The small butterflies were first seen at Westover in Chicopee, Massachusetts, about 20 years ago, according to Jack Moriarty, the base’s chief of environmental engineering.
The reason for the strict vegetation control at the base is because it is critical for the safety of the massive C5 military transport aircraft that are housed there. If the vegetation is cut too short, it attracts geese and gulls, increasing the risk of aircraft strikes. If it is allowed to grow too tall, turkeys, deer, and coyotes move in. Lupine and indigo are just the right height.
Though there have been stories of earlier sightings, the frosted elfin was official confirmed at Camp Edwards on Cape Cod just this spring, said Jake McCumber, the Massachusetts Army National Guard’s natural resources manager.
“It was pretty exciting. I was thrilled,” he said. “Our grasslands are in the headquarters area, so it’s probably the busiest part of the base.”
The area is used for the setup of field artillery equipment and helicopter exercises.

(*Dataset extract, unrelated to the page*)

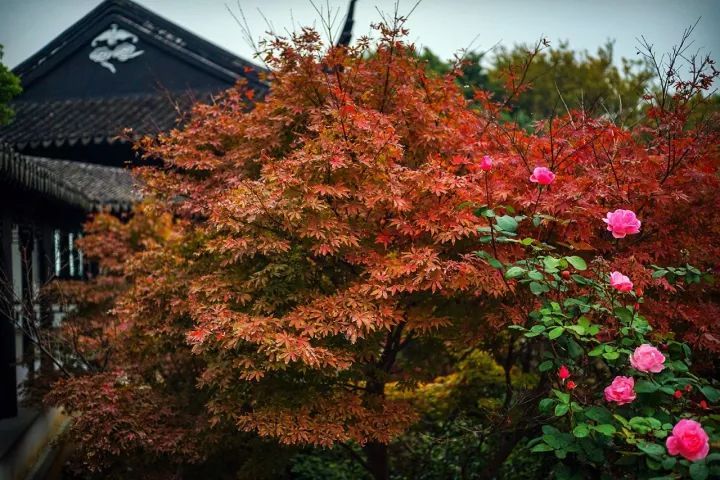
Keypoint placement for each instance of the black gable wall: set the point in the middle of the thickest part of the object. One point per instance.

The frosted elfin has lived in Fort McCoy for about two decades but it appears that recently the population has exploded, said Tim Wilder, the base’s endangered species biologist. An annual count found about 130 of the insects on the base this spring, the most since the survey began in 2009.
Frosted elfins –which live anywhere from New England to Florida, and as far west as Texas — are not on the federal list of endangered species, but they are headed there, Niver said. Several states already list them as protected, and they have disappeared completely from others.
The hope is that the knowledge gained about the populations of frosted elfins — and a whole host of other rare insects, birds, bats and turtles that thrive on military bases — can be replicated elsewhere.
“Our next step now is finding out how we can work with other partners besides the military to try to boost numbers of rare species on other lands as well,” Niver said.